- Born: ca 1650 Verona, Republic of Venice
- Died: 1712 Newark-on-Trent, England
- Scientific career
- Workplaces: University of Cambridge

= Giovanni Francisco Vigani =

Italian chemist

Giovanni Francisco Vigani (c. 1650–1712), known also as John Francis, was an Italian chemist who became the first professor of chemistry in the University of Cambridge.

==Life==
Vigani was born at Verona about the middle of the seventeenth century. He travelled in Spain, France, and Holland, and studied mining, metallurgy, and pharmacy in the countries he visited. He is not known to have received an official university degree. In 1682 he published a small treatise, entitled Medulla Chymiæ. It was dedicated to a Dutchman, Joannes de Waal, and was printed and published at Danzig. During this year he probably arrived in England, first settling in Newark-on-Trent. About 1683 he took up his residence at Cambridge, and began to give private tuition in chemistry and pharmacy. In 1692 he was invited to write a treatise on chemistry, which was never completed. By this time he had become an acknowledged teacher of the subject in Cambridge, and, though still independent of university support, had acquired a reputation.

In 1703 the Senate of the University of Cambridge passed a resolution "investing with the title of professor of chemistry John Francis Vigani, a native of Verona, who had taught chemistry with reputation in Cambridge for twenty years previously." In 1705 he was lecturing on pharmaceutical chemistry at Queens' College. According to controversial pamphlets about Richard Bentley's actions as master of Trinity College, Cambridge it is likely that Vigani, as newly created professor, gave instruction in the laboratory which had been constructed there by the master against the wishes of the senior fellows. During all these years Vigani spent part of his time in Newark.

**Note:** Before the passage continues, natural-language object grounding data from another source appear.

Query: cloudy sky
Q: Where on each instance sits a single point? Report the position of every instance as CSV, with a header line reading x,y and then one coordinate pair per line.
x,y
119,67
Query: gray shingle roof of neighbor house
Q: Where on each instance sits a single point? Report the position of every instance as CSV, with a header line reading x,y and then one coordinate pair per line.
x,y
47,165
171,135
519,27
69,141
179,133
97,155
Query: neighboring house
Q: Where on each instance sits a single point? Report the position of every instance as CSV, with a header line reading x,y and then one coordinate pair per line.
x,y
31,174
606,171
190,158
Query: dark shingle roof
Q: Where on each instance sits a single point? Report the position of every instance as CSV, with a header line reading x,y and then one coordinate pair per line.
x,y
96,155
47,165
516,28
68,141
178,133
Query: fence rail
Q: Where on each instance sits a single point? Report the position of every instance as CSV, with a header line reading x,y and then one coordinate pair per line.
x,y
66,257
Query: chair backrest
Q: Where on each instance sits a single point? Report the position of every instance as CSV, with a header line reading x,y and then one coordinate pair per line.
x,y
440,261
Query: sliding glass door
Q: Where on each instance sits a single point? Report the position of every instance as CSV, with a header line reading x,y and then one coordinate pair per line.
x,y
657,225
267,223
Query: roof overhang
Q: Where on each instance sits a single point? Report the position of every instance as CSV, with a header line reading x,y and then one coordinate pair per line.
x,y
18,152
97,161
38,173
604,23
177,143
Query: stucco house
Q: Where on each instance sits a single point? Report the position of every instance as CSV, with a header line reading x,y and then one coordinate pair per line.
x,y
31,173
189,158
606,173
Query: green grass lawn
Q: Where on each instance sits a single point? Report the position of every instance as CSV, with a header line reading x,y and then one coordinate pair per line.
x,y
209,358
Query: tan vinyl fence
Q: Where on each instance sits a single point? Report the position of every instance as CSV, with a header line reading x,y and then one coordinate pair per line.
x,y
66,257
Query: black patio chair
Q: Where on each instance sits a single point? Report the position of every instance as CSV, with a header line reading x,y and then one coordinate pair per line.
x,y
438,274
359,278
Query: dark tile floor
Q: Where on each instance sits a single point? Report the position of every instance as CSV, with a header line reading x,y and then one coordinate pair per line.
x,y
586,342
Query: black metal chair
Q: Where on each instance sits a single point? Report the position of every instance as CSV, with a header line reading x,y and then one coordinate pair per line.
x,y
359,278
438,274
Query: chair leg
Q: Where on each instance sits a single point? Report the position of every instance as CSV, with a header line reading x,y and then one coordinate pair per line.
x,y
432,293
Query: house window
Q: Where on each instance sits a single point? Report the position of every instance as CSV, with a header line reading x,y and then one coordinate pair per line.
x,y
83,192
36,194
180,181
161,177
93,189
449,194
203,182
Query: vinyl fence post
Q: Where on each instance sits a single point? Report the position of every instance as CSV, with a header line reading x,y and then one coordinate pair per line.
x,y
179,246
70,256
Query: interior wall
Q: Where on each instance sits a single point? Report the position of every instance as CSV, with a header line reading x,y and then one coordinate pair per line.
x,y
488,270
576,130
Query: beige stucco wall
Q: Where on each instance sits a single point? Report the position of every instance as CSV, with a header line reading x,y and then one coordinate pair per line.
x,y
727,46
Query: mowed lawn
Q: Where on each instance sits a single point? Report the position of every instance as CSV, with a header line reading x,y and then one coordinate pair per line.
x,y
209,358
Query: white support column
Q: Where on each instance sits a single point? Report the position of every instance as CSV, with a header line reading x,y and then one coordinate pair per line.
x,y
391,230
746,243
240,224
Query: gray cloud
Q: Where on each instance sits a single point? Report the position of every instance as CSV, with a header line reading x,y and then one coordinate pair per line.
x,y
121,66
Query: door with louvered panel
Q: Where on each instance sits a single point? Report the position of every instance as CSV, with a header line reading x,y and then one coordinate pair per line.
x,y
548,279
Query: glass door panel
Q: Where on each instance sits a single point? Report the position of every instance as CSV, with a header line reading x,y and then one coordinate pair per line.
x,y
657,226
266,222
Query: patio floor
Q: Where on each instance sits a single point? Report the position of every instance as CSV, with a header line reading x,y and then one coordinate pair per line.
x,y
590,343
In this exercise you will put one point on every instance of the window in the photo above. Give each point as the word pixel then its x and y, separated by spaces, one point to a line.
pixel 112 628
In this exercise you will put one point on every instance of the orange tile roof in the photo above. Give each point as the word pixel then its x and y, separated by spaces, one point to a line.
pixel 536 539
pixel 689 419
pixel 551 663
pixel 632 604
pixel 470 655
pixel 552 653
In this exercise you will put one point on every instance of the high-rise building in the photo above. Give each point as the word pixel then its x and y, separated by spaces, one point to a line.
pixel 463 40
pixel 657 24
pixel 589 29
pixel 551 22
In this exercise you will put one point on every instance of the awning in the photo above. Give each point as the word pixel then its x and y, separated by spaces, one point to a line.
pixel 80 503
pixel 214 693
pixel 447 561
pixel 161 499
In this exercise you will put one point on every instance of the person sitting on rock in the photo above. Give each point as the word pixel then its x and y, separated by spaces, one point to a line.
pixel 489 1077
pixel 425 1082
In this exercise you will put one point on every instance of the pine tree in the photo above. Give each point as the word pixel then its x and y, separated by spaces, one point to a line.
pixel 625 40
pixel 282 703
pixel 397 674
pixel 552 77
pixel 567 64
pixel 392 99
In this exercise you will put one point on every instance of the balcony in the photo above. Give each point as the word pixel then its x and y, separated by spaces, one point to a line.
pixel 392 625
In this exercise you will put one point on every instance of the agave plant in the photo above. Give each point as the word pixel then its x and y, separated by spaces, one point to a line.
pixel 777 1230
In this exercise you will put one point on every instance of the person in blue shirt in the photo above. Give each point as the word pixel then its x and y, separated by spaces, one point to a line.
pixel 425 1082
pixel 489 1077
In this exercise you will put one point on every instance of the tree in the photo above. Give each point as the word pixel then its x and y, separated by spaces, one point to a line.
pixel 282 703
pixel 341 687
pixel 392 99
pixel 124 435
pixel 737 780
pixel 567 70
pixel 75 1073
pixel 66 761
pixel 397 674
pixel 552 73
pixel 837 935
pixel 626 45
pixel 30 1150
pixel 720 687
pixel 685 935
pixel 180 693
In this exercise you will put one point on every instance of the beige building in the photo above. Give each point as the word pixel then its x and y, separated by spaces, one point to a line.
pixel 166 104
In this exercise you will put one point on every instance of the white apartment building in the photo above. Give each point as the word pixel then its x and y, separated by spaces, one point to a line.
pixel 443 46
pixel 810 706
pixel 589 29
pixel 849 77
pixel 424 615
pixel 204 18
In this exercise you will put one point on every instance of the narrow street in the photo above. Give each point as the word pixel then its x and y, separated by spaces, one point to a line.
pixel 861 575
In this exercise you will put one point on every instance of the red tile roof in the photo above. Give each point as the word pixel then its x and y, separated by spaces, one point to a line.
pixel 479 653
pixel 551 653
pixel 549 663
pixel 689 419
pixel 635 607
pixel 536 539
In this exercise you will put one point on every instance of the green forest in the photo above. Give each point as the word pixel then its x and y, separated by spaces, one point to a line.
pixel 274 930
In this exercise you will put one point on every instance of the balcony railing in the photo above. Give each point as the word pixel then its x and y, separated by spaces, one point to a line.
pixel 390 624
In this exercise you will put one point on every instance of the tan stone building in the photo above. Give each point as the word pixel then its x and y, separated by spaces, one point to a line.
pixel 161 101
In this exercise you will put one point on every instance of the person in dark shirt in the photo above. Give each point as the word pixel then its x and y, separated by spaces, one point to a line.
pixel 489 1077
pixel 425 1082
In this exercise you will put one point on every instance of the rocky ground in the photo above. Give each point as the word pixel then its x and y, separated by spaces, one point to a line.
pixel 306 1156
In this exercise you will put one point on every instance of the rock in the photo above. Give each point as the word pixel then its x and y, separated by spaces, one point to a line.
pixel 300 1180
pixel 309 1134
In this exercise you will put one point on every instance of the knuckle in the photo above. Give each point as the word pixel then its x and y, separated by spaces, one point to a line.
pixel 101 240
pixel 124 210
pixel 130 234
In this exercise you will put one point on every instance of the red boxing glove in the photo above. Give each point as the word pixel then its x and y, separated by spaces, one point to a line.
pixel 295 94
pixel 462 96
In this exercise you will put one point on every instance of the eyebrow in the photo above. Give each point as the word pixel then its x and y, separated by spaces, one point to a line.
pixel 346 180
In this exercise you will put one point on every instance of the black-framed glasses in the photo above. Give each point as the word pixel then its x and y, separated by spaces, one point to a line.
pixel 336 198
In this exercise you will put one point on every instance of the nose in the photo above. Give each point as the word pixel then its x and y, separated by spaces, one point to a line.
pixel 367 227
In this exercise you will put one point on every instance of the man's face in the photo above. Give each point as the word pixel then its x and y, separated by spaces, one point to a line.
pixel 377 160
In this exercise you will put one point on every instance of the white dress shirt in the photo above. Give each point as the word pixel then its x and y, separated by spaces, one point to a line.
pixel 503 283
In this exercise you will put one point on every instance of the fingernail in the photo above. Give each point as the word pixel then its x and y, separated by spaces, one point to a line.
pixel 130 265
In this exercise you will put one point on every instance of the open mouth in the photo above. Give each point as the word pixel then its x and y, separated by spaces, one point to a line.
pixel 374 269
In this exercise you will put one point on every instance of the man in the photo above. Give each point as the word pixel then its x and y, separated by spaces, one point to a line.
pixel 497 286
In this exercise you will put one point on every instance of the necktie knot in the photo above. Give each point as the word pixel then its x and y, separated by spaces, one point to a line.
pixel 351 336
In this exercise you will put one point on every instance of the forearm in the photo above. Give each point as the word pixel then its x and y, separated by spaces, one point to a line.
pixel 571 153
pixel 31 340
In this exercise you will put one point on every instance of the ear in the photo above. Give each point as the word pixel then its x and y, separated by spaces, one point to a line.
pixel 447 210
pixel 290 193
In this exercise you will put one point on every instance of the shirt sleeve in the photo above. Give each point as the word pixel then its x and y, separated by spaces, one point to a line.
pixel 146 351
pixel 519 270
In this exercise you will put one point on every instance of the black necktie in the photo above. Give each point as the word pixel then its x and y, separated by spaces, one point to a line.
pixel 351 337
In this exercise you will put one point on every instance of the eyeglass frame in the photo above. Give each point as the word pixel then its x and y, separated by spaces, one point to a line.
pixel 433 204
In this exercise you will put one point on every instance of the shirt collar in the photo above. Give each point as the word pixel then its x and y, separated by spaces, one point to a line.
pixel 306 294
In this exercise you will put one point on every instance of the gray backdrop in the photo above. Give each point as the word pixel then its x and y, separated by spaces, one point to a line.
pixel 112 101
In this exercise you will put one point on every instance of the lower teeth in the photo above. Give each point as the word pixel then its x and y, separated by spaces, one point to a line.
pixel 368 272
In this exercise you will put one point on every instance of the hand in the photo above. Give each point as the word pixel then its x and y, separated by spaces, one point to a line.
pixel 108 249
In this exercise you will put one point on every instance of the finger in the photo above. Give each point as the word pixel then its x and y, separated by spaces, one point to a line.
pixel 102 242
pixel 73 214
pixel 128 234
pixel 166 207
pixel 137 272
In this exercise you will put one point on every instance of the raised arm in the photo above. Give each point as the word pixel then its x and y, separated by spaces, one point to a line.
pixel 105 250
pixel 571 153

He was buried there in February 1712. The vacancy in the professorship which was occasioned by his death was filled in 1713 by the appointment of John Waller, B.D.

Isaac Newton's amanuensis Humphrey Newton (not a relation) wrote that Vigani was one of the few Cambridge scholars "in whose company [Isaac Newton] took much delight and pleasure at an evening." However, according to Newton's half-niece Catherine Barton, despite his "pleasure in discoursing with [Vigani] on chemistry", Newton eventually broke off all contact with Vigani after the latter offended him by telling him "a loose story about a nun."

Vigani, in the disputes in which Bentley was involved, remained on good terms with both sides. He never seems to have mastered the English language. According to Abraham de la Pryme, who attended his lectures, Vigani was a great traveller and a learned chemist, but a 'drunken fellow.' In one of his letters, however, Vigani emphasises the benefits of a temperate life. He married, about 1682, shortly after his arrival in England. A daughter Frances was baptised there in January 1683; another, Jane, in March 1684. His wife, whose name was Elizabeth, died at Newark at the close of 1711.

==Works==
The treatise Medulla Chymiæ was originally of 19 pages (Danzig, 1682). It was considerably enlarged, and editions appeared in 1683, 1685, 1693, and 1718–19. As the author explains, it was intended to record his own experiments and improvements in the preparation of certain compounds. Vigani was commended by Georg Ernst Stahl for his practical skill and avoidance of speculation unsupported by experiment. He rather avoided theoretical discussions, referring those who felt interested in them to Robert Boyle, while he himself pursued practical investigation. Among other things, Vigani devised a method for purifying iron sulphate from copper; for making ammonium sulphate; and for proving that to form a given salt a metallic base takes always the same amount of acid. He also invented a furnace that could be easily built up or taken to pieces as required.